Telepace
- Country: Italy
- Broadcast area: Europe, Australia and New Zealand
- Headquarters: Cerna (VR), Italy

Programming
- Languages: Italian, English, French
- Picture format: 16:9 (1080i, HDTV); 4:3 (576i, SDTV)

History
- Launched: 1979

Links
- Website: TELEPACE

Availability

Terrestrial
- DTT: Verona (14), Veneto e Lombardia (187), Trentino-Alto Adige/Südtirol (13), Emilia Romagna (94), Roma (73 e 214 HD)

= Telepace =

Telepace is an Italy-based broadcasting network that carries Roman Catholic-themed programming. Established in 1979, the network also includes programming from Centro Televisivo Vaticano. Its headquarters are in Cerna, a frazione of Sant'Anna d'Alfaedo, Italy, with branches in Trento, Agrigento, Lodi, Fátima, and Jerusalem.

==Broadcasting==
It broadcasts in Italy on DTT over various mux, while it is available FTA in the United States on Glorystar and Spiritcast, and in Australia on UBI World TV. On satellite television, Telepace also broadcasts via TV Syndication in Italy with over 50 network affiliates.
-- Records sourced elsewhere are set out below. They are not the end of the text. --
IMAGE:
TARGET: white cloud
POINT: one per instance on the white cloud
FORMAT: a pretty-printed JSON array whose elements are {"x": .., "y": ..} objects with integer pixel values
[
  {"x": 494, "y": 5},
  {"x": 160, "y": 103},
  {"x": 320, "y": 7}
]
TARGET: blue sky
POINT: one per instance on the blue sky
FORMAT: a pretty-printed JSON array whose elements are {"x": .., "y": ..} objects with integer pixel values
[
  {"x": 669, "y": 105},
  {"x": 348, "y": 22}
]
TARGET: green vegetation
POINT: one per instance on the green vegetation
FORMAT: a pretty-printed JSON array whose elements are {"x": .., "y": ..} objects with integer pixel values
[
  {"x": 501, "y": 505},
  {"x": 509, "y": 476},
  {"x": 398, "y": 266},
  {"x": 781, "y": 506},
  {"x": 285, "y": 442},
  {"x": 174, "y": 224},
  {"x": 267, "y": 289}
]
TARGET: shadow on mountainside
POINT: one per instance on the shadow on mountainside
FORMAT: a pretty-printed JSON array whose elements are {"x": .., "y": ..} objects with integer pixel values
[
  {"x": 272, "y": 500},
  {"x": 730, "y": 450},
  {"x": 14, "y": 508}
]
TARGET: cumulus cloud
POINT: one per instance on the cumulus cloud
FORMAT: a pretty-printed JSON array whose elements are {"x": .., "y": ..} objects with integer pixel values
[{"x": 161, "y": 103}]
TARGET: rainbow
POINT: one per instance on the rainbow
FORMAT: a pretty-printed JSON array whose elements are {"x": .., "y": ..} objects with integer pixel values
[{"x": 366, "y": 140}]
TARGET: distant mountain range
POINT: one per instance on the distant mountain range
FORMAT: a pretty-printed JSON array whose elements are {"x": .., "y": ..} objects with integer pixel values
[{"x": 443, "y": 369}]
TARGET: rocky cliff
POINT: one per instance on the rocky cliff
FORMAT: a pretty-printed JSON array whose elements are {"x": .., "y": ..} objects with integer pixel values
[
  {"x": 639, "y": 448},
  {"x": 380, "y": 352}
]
Beginning in 2014, Telepace has been airing in high definition on Eutelsat HotBird satellites and on SKY Italia and Tivù Sat. The SD version was dropped from HotBird the same day. Up to now, native HD programs only occur during live telecasts from Vatican City distributed by the Centro Televisivo Vaticano, and during repeats of the above.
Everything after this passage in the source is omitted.